With regards to the waterboard, I want to set the record straight so the apologists can finally embrace the fact that they condone and encourage torture.


For any really dense innocent bystanders out there, Nance isn't talking about the Obama administration here; this article is from October 2007, and Nance is talking about the Bush administration and various apologists who fairly reveled in this crap. I think your "interpretation" of what Nance wrote is bizarre, to say the least. I quoted the conclusion before, but will do it again on the very off chance that anybody here would take your version seriously. Note that , not the Obama administration. This bit in particular reminds me of sentiments some clown keeps posting here:


It is outrageous that American officials, including the Attorney General and a legion of minions of lower rank have not only embraced this torture but have actually justified it, redefined it to a misdemeanor, brought it down to the level of a college prank and then bragged about it. The echo chamber that is the American media now views torture as a heroic and macho.


At a little more length:

I have stated publicly and repeatedly that I would personally cut Bin Laden’s heart out with a plastic MRE spoon if we per chance meet on the battlefield. Yet, once captive I believe that the better angels of our nature and our nation’s core values would eventually convince any terrorist that they indeed have erred in their murderous ways. Once convicted in a fair, public tribunal, they would have the rest of their lives, however short the law makes it, to come to terms with their God and their acts.
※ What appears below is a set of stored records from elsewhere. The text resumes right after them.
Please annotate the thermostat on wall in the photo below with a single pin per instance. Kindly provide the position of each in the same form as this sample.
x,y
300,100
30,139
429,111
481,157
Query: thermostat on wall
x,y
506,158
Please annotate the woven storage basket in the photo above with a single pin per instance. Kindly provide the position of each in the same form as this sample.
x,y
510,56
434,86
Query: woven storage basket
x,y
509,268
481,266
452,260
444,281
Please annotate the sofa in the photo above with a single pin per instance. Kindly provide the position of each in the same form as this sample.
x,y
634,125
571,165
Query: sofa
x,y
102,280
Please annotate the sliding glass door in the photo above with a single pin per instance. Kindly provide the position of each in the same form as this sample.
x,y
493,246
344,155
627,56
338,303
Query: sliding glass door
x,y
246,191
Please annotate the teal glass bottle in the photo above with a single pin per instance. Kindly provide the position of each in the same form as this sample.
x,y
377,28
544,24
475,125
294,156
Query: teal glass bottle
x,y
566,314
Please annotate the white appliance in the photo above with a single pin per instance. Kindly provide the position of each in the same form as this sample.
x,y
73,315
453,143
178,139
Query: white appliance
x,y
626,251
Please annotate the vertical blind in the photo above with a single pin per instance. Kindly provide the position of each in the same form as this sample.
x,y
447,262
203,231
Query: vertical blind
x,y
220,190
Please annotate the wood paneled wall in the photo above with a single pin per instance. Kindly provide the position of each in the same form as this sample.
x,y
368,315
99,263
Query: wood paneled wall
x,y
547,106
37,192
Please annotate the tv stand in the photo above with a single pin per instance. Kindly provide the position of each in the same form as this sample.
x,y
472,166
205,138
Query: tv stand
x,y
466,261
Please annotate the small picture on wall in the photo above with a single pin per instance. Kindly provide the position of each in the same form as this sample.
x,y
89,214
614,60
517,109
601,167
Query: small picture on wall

This is not enough for our President. He apparently secretly ordered the core American values of fairness and justice to be thrown away in the name of security from terrorists. He somehow determined that the honor the military, the CIA and the nation itself was an acceptable trade for the superficial knowledge of the machinations of approximately 2,000 terrorists, most of whom are being decimated in Iraq or martyring themselves in Afghanistan. It is a short sighted and politically motivated trade that is simply disgraceful. There is no honor here.

Torture advocates hide behind the argument that an open discussion about specific American interrogation techniques will aid the enemy. Yet, convicted Al Qaeda members and innocent captives who were released to their host nations have already debriefed the world through hundreds of interviews, movies and documentaries on exactly what methods they were subjected to and how they endured. In essence, our own missteps have created a cadre of highly experienced lecturers for Al Qaeda’s own virtual SERE school for terrorists.

Congressional leaders from both sides of the aisle need to stand up for American values and clearly specify that coercive interrogation using the waterboard is torture and, except for limited examples of training our service members and intelligence officers, it should be stopped completely and finally –oh, and this time without a Presidential signing statement reinterpreting the law.